Operating model processes describe how AI initiatives and AI products move from incoming demand to adoption, operations, and scaling.

If entities answer "what we manage" and roles answer "who is accountable," processes answer how everything moves.


Core process

Demand

Evaluation

Routing

Delivery

Adoption

Impact expectation and confirmation

Operations / scaling / closure

1. Demand intake and formalization

The business brings a problem, idea, or repeated pain. The AI function helps turn it into an initial AI initiative: as-is process, owner, users, expected impact, and constraints.
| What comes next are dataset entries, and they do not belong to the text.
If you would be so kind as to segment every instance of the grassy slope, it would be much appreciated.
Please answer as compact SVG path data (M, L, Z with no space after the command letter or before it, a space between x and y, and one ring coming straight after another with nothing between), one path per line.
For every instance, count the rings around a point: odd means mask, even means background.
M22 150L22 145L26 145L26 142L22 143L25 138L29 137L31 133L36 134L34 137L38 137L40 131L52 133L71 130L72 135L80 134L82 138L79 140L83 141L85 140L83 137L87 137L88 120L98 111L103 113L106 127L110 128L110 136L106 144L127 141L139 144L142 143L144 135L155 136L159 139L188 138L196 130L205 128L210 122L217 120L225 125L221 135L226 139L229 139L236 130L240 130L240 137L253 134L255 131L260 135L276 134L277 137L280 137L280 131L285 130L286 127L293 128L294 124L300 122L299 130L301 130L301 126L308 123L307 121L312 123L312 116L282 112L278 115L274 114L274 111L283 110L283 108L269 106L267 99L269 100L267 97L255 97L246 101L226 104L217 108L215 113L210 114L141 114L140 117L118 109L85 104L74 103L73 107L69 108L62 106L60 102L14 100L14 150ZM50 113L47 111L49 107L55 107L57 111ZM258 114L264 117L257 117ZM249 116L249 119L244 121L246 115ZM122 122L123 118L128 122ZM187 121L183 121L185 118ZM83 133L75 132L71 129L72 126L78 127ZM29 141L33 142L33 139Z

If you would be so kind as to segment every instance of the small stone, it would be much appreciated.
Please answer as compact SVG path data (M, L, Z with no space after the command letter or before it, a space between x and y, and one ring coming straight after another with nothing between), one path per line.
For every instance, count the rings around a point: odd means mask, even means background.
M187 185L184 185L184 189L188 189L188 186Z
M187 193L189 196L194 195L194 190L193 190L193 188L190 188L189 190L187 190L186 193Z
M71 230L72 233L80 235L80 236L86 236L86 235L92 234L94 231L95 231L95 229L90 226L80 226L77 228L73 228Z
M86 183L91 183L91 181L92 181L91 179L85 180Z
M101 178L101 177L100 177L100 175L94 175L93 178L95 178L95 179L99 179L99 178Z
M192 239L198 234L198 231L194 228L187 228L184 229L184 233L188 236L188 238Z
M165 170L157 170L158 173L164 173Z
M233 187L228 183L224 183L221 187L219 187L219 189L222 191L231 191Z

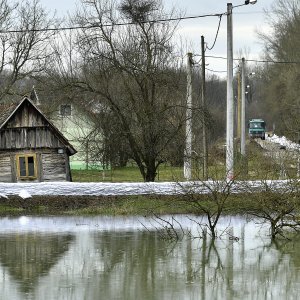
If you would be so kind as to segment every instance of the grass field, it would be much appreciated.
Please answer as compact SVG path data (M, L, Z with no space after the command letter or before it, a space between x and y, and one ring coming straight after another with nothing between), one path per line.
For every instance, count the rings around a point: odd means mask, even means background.
M135 166L112 170L72 170L74 182L142 182L143 178ZM158 169L156 181L181 181L183 169L162 165Z
M280 168L285 164L287 178L297 176L297 164L295 158L285 152L284 162L278 162L266 150L263 150L254 141L247 142L247 162L242 161L238 152L235 153L235 178L260 180L260 179L281 179ZM192 162L192 180L203 180L201 163ZM222 143L214 146L209 151L209 178L222 180L225 178L225 148ZM133 163L124 168L112 168L111 170L72 170L74 182L142 182L143 178L139 169ZM157 170L156 182L184 181L183 167L172 167L162 164Z
M262 177L270 166L268 161L263 156L263 151L259 149L255 143L249 148L248 164L249 174L255 177ZM224 152L224 149L221 150ZM218 151L217 151L218 152ZM225 153L217 154L210 153L209 158L209 177L216 179L225 178ZM241 174L241 165L239 163L239 156L236 155L235 170L236 174ZM201 164L197 161L192 162L192 180L202 180ZM242 166L244 168L244 166ZM261 169L261 170L260 170ZM274 168L273 168L274 169ZM244 171L244 170L242 170ZM240 176L239 176L240 177ZM143 178L137 166L131 164L123 168L112 168L111 170L72 170L72 179L74 182L142 182ZM243 177L240 177L243 179ZM184 181L183 167L172 167L167 164L162 164L157 170L156 182L165 181Z

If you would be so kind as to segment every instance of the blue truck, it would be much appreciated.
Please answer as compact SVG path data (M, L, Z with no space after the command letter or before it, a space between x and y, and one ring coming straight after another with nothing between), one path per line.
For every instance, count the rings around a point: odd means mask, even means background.
M256 139L261 138L265 139L266 136L266 122L263 119L251 119L248 124L249 128L249 138Z

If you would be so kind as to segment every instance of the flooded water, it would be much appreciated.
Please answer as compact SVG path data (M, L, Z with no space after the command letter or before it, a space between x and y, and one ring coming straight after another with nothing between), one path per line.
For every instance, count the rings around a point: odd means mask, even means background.
M0 218L0 299L299 299L299 241L233 217L213 243L176 220L192 238L142 217Z

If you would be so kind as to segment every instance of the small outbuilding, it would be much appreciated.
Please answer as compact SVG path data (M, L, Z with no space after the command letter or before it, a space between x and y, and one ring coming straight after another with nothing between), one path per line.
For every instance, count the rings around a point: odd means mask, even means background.
M28 97L0 106L0 182L72 181L75 153Z

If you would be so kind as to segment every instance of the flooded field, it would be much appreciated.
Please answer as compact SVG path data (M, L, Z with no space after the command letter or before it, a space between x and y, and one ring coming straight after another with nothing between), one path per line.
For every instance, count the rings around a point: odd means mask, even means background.
M201 218L165 218L179 240L144 217L1 218L0 299L298 298L296 237L226 217L212 242Z

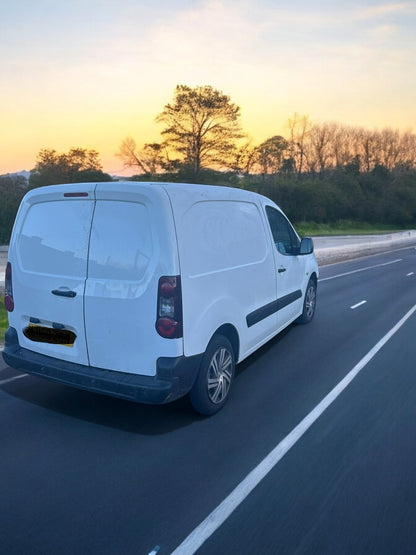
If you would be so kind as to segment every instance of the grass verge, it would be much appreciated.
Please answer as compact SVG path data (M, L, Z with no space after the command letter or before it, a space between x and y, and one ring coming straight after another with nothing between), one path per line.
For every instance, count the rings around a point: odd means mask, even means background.
M294 227L301 237L308 237L310 235L382 235L384 233L402 231L392 229L383 224L372 225L366 222L353 222L350 220L340 220L330 224L300 222L295 224Z

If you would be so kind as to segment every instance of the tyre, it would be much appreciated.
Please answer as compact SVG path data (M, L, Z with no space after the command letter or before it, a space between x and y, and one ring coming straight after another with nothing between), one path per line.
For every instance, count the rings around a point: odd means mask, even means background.
M303 301L303 312L296 320L298 324L309 324L315 314L316 308L316 281L310 279L306 287L305 299Z
M205 416L222 409L230 394L234 372L235 356L231 343L223 335L214 335L190 392L194 409Z

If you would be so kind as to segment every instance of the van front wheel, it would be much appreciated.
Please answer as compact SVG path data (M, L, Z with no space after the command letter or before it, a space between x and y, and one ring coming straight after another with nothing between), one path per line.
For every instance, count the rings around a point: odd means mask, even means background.
M305 292L305 299L303 301L303 312L296 320L298 324L309 324L315 315L316 308L316 282L313 279L309 280Z
M235 357L231 343L214 335L202 358L201 368L190 392L191 403L200 414L209 416L226 403L234 379Z

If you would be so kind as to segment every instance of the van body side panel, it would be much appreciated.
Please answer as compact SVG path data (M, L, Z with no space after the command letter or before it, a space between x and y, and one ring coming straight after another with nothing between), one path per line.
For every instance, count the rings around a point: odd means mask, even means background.
M179 273L170 203L162 188L117 183L99 184L96 197L85 289L90 364L154 376L159 357L183 354L182 339L155 329L159 278Z
M271 337L276 313L248 327L247 315L276 300L272 245L259 206L245 195L195 199L180 213L175 207L183 300L184 352L205 351L214 332L231 324L240 355ZM222 193L229 194L228 191ZM241 199L239 198L241 197Z
M9 249L15 298L9 322L23 348L88 364L83 301L94 184L77 191L83 196L65 197L68 187L26 195ZM65 342L66 335L75 340Z

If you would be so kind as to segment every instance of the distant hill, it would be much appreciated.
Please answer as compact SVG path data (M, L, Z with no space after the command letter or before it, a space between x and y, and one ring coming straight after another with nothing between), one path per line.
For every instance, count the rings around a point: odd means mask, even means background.
M13 173L3 173L0 177L24 177L26 181L29 183L30 172L27 170L22 170L20 172L13 172Z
2. Evaluation and prioritization

The initiative is evaluated for value, AI applicability, data readiness, risks, duplicates, urgency, and strategic fit.

3. Routing to an AI product

After evaluation, the initiative is linked to the right AI product or capability: RAG, LLM, ML platform, AI agent, automation, code agent, and so on.

4. Delivery track

The initiative enters the delivery track of the selected product. Different solution classes require different checks, artifacts, quality criteria, and security requirements.

5. Stage gates

Control points confirm readiness to move forward: owner, data, selected product, success criteria, risks, and adoption plan.

6. Adoption

Technical launch is not adoption. Users need training, first-use support, feedback loops, business owners, and usage metrics.

7. Impact confirmation

After adoption, expected value must become confirmed impact or a management decision: scale, refine, stop, or hand over to operations.

8. Operations and evolution

If the solution remains in use, it needs a support model: product owner, SLA/SLO, monitoring, updates, incident handling, and roadmap.